Consider the element of intent, for example. Since claims
negotiations involve give and take about value, arguably, any representation
by either party is intended to alter the other party's position; hence,
holding either the insured or the adjuster strictly liable under fraud
statutes for asserting a specific position would bring negotiating to a halt
and render meaningless all of that adjuster training about "getting to yes."
Moreover, from the insured's perspective, imposing a form of strict
liability for one's assertions in negotiations could open the door to
characterizing as fraudulent any disagreement with the insurer. Intent is
certainly present in back-and-forth bargaining, but the purpose underlying
intent is to achieve an acceptable solution, not necessarily to steal from
the other party.
Reliance also presents a problem. To explain, adjusters
are experienced, trained experts at claims negotiations, while most
policyholders are novices. It is highly unlikely that an adjuster will rely
on any representation that deviates substantially from what she perceives as
the true value of a claim. If the adjuster knows the representation is off
the mark, there is no reliance. In fact, given the imbalance of experience
and resources, the insured is more likely to rely on an adjuster's
misrepresentations than an adjuster is to rely on the claimant.
Thus,
industry practice is (1) to acknowledge that insurer-insured disputes are
not, ipso facto evidence of fraud and (2) to make use of standard policy
provisions for resolving differences. One might reasonably expect a fraud
investigator to have a basic knowledge of these industry practices. Yet,
here is the actual deposition testimony of one of the fraud investigators
mentioned above:
Question: | Do you have an understanding as to the type of
policy issued to (Mrs. Laven)? |
Investigator: | I'm not sure. |
Question: | Have you heard of something called the appraisal
clause of the insurance policy? |
Investigator: | No. |
Question: | Have you heard of the New York Standard Fire Policy
or the (State's) Standard Fire Policy? |
Investigator: | No. |
A fraud investigator without a working knowledge of
insurance fundamentals, may readily perceive allegations of claims fraud as
a question of strict liability, sort of like issuing a parking or speeding
ticket. In a way, that is what happened initially with Mrs. Laven's claim.
Investigators Need To Know Insurance because Criminal Investigations Are
Different
Unlike traditional insurance regulatory work of approving
forms and rates, handling consumer complaints, and preserving the solvency
of insurers, insurance fraud is a crime. A crime is an offense against the
state; punishment for one convicted of a crime results in possible loss of
life, liberty, and property; and the standards of proof for crime are more
demanding than for those imposed for civil wrongs or regulatory infractions.1 Among the
more complex types of crimes to control are those known as economic or
white-collar crimes. Insurance fraud is of this genre of criminal activity.

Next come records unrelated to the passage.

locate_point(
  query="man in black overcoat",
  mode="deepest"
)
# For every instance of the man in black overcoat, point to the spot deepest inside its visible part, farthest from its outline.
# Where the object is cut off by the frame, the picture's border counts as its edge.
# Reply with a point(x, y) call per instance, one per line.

The investigators in this case, as is true of many fraud investigators and
insurance company Special Investigative Unit staff, are retired police
officers. Typically, Bunko Artists and pigeon drops are the essence of a
city police officer's white-collar crime experience. Thus, the following
exchange between Mrs. Laven's lawyer and the fraud investigator should not
be surprising:
Question: | What are the elements of insurance fraud? |
Investigator: | There's a misstatement, omission, or lie. |
Question: | What are the other elements? |
Investigator: | Well, there's a whole bunch of them. |
Believe me, that response is about as good as it got. The state
fraud unit did not show evidence of establishing evidence supportive of the
four key elements of fraud even though departmental records indicate that
these are the standards for proving a fraud allegation.
How the Department
of Insurance Fraud Unit Got Involved
As eventually determined, the
insurer's SIU staff got involved early in Mrs. Laven's claim because of the
public adjuster's presence. Evidence revealed that the adjuster had enjoyed
considerable success in exercising policyholder contractual rights to
appraisal of disputed claims and, by doing so, secured better settlements
for his clients than the insurer's SIU personnel deemed acceptable. Building
a fraud case against the public adjuster was a way to reverse his impact on
claim settlements. Despite the fact that the company adjuster handling the
claim never suspected the Lavens of fraud, the SIU staff filed a fraud
report with the Department of Insurance Fraud Unit under the mandatory
reporting requirement of the state's fraud statute.2
As it turned out, that is all the fraud investigators needed to leap into
action. The following exchange occurred in the investigator's deposition:
Question: | You would expect that they're (the insurer) not going to slant
their fraud referrals to state that they don't think there's damage
when, in fact, they recognize there's damage, correct? |
Investigator: | I don't believe they would do that. |
Although the investigator acted on blind
faith in the SIU referral, the local prosecutor refused to prosecute,
suggesting difficulty in determining which party to indict: the company
personnel for low-balling the claim or the claimant's representative for
estimating on the high side. In a subsequent trial, the insurer lost its
"good faith" immunity.3
Implications and Lessons
My experiences in the case summarized above and similar cases in
different states suggest first, that insurance fraud is equated primarily
with policyholder claims fraud or fraudulent acts committed by third parties
that provide services under insurance contracts. Fraud by insurers and other
regulated entities rarely gets attention from state fraud units. Insurers,
anti-fraud organizations, such as the National Insurance Crime Bureau, and
insurance regulators seem to act in concert to reinforce this notion.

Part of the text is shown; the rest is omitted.